America's newest veterans are filing for disability benefits at a historic rate, claiming to be the most medically and mentally troubled generation of former troops the nation has ever seen.
A staggering 45 percent of the 1.6 million veterans from the wars in Iraq and Afghanistan are now seeking compensation for injuries they say are service-related.
On average veterans returning from Bush's follies are claiming eight-nine separate medical ailments, with newer returnees claiming as many as eleven. Officials acknowledge that the spike in claims is partly related to the fact that these people
can't get jobs due to Bush's disastrous economic policies. Better awareness about the effects and symptoms of PTSD and multiple concussions is also a factor, as is the plain, corrosive physical toll on our servicemen and women caused by multiple deployments.
Did Flight Suit Bush and Five-Deferment Cheney set aside any money to compensate the soldiers they eagerly enlisted into multiple deployments for their ideological experiments?
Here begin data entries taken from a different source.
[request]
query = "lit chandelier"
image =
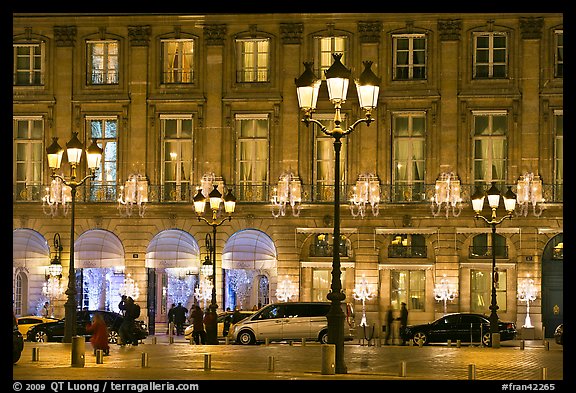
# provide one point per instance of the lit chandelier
(129, 287)
(529, 192)
(289, 191)
(365, 192)
(57, 194)
(363, 292)
(285, 290)
(134, 192)
(443, 291)
(447, 195)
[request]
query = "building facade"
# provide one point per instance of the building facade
(181, 102)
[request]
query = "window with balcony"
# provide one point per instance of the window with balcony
(177, 157)
(481, 290)
(409, 57)
(489, 139)
(105, 131)
(408, 286)
(490, 55)
(253, 61)
(29, 63)
(28, 157)
(103, 62)
(178, 61)
(252, 156)
(408, 156)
Of course not.
These new veterans are seeking a level of help the government did not anticipate, and for which there is no special fund set aside to pay.
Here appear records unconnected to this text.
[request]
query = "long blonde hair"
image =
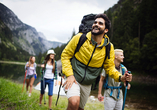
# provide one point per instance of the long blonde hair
(30, 60)
(53, 63)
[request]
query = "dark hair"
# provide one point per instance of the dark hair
(107, 21)
(52, 61)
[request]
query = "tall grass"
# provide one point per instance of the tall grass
(12, 98)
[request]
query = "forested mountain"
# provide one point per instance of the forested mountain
(23, 35)
(134, 29)
(8, 49)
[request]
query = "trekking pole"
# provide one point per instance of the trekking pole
(44, 87)
(59, 89)
(24, 80)
(125, 92)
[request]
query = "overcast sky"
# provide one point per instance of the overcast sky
(56, 19)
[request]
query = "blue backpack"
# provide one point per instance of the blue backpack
(106, 86)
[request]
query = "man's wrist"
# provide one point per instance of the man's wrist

The Department of Veterans Affairs is mired in backlogged claims, but "our mission is to take care of whatever the population is," said Allison Hickey, the VA's undersecretary for benefits. "We want them to have what their entitlement is."
While the development of body armor and heavily protected vehicles has thankfully reduced the number of fatalities among our soldiers, as a consequence it has also left many with multiple and unusual residual injuries that they are now forced to live with for the rest of their lives. The article cites Larry Bailey, a triple amputee, as an example:
After tripping a rooftop bomb in Afghanistan last June, the 26-year-old Marine remembers flying into the air, then fellow troops attending to him.
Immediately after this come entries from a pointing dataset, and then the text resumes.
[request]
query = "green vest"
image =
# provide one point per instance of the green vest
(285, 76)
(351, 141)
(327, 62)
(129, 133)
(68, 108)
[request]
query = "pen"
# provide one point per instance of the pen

"I pretty much knew that my legs were gone. My left hand, from what I remember I still had three fingers on it," although they didn't seem right, Bailey said. "I looked a few times but then they told me to stop looking."
The number of returning wounded veterans is essentially threatening to overwhelm the resources of the VA and backlogs in processing applications are now the norm, as each separate claim must be evaluated to determine eligibility. The injuries these soldiers bring home are real and sobering:
More than 1,600 of them lost a limb; many others lost fingers or toes.
—At least 156 are blind, and thousands of others have impaired vision.
—More than 177,000 have hearing loss, and more than 350,000 report tinnitus — noise or ringing in the ears.
—Thousands are disfigured, as many as 200 of them so badly that they may need face transplants. One-quarter of battlefield injuries requiring evacuation included wounds to the face or jaw, one study found.
The staggering trillion dollar direct cost of Bush's failures is often cited. Less known are the coming future costs of those wars which will somehow have to be borne by the American taxpayer:
With any war, the cost of caring for veterans rises for several decades and peaks 30 to 40 years later, when diseases of aging are more common, said Harvard economist Linda Bilmes. She estimates the health care and disability costs of the recent wars at $600 billion to $900 billion.
"This is a huge number and there's no money set aside," she said. "Unless we take steps now into some kind of fund that will grow over time, it's very plausible many people will feel we can't afford these benefits we overpromised."
Of course the hundreds of billions of dollars in treatment can't compensate for the emotional trauma, diminished quality of life and in many cases chronic pain these soldiers have to look forward to.
You might expect the uber-patriotic, flag-waving, yellow ribbon magnet Republicans in Congress who cheered on these wars from the sidelines to respond to this urgent appeal for treatment of our wounded soldiers. Alas, you'd be wrong. And while President Obama announced a detailed Veterans' Initiative in February, his opponent has put forth. . . nothing.